De façon générale, nous plaidons dans le rapport pour une approche à la fois exigeante et pragmatique de l'unité et de la cohérence européennes. Il ne fait aucun doute que leur renforcement doit être un objectif, mais nous ne devons pas attendre l'unanimité pour agir, nous devons plutôt tout faire pour la susciter. Nous nous situons dans des calendriers où les choses s'accélèrent, où il faut réagir très vite. Pour pouvoir mettre en place une nouvelle politique au niveau de l'Union européenne il faut parfois plusieurs années, jusqu'à six ans, ce qui est énorme à l'échelle du temps contemporain. Ainsi, de petites coalitions peuvent avoir un effet d'entraînement, comme ce fut le cas avec le règlement sur le filtrage des investissements, d'abord porté par la France, l'Allemagne et l'Italie. La France peut avoir un rôle d'entraînement en ce sens en Europe, sans pour autant renoncer à sa relation bilatérale avec la Chine, qui doit permettre d'aborder des sujets qui nous concernent plus directement.

Il existe aussi des pistes à même de renforcer concrètement la cohérence et la solidarité européennes, telles que la mise en place d'une task force européenne transversale au niveau de la Commission européenne ou la création d'un fonds de soutien pour les Etats membres de l'Union européenne victime de mesures de rétorsion, comme la Lituanie en a été l'objet ces derniers mois.
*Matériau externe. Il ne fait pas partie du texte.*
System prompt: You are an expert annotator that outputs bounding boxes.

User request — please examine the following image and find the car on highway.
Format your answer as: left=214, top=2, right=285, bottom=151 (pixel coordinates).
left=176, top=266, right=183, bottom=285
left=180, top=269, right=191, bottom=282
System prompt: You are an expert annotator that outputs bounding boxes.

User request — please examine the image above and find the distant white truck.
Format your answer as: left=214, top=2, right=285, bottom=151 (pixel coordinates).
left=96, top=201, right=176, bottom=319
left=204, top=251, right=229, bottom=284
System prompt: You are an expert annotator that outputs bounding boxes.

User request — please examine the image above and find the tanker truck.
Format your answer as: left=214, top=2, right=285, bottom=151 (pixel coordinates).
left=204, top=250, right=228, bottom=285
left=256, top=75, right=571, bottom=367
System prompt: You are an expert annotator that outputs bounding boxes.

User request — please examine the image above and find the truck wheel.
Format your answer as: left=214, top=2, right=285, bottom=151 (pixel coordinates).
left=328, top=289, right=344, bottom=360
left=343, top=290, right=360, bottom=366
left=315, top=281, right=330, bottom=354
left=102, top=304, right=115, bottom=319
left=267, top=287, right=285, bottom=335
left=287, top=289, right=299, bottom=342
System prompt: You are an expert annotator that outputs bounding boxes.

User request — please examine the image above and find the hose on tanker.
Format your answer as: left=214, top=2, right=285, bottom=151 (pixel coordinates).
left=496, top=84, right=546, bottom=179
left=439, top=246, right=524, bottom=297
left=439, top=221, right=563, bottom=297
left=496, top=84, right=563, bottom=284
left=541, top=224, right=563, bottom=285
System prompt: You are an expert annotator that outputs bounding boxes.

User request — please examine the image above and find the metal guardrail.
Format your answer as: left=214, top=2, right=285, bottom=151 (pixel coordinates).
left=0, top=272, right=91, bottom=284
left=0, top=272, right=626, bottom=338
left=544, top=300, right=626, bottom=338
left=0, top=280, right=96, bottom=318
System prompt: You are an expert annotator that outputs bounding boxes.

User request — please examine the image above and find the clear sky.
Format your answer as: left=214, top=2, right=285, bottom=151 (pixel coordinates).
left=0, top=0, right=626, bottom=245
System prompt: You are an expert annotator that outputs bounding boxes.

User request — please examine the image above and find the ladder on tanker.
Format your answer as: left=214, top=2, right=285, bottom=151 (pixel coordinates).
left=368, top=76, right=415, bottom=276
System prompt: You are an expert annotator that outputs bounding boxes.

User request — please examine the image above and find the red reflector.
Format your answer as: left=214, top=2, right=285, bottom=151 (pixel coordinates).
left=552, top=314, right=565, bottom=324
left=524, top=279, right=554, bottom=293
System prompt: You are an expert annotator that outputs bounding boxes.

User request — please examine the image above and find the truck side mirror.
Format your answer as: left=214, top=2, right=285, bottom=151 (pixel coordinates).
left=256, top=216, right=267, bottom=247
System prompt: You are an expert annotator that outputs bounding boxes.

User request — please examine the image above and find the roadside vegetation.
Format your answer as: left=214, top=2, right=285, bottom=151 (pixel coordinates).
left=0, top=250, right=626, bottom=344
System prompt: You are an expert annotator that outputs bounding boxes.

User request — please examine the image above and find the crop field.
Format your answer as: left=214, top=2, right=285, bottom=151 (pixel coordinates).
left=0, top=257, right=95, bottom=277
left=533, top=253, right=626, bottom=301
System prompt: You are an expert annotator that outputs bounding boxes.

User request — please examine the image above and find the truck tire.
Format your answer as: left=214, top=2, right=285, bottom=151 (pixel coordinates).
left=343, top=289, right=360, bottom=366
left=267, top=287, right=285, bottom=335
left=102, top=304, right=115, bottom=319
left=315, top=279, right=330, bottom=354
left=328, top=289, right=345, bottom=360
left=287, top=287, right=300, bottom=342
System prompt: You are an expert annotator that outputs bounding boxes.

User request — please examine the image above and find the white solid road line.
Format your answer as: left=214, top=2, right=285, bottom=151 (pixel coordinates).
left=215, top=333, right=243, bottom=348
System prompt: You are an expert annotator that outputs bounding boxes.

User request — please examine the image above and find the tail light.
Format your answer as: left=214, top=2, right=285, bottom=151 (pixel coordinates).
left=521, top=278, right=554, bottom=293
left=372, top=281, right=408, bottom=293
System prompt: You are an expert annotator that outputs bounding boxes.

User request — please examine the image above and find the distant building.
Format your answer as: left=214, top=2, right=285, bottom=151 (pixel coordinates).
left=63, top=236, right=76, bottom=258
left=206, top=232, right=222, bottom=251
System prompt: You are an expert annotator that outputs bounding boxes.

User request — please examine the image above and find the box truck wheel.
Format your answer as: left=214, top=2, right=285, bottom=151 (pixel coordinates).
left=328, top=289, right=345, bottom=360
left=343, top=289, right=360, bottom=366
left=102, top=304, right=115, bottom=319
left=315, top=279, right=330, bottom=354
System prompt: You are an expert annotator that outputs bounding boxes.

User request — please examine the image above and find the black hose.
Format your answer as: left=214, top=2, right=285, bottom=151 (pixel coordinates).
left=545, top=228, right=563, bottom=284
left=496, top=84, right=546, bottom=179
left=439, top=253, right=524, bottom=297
Un tel fonds ne concernerait toutefois pas exclusivement la Chine mais tous les pays susceptibles de prendre de telles mesures à l'encontre d'un Etat européen. Le dialogue entre ambassades européennes en Chine doit aussi être mobilisé, afin d'assurer dans la mesure du possible notre coordination.

Enfin, la question de l'unité européenne se pose aussi dans le contexte de forte rivalité sino-américaine, dont Buon Tan a parlé. Dans le contexte géopolitique actuel, si nous voulons apparaître comme une troisième voie sur la scène internationale, nous avons en effet tout intérêt à parler d'une seule voix toutes les fois où cela est possible. Il faut éviter à tout prix le piège de la naïveté, ce qui a été trop souvent le cas durant les 30 dernières années, sans faire de compromis sur la défense de nos intérêts et de nos valeurs et en construisant nos partenariats au prisme de cet objectif. La montée en puissance chinoise a incité les Européens à se « géopolitiser » et nous devons trouver le moyen de le faire sans renoncer à notre identité. Nous vous remercions pour votre attention.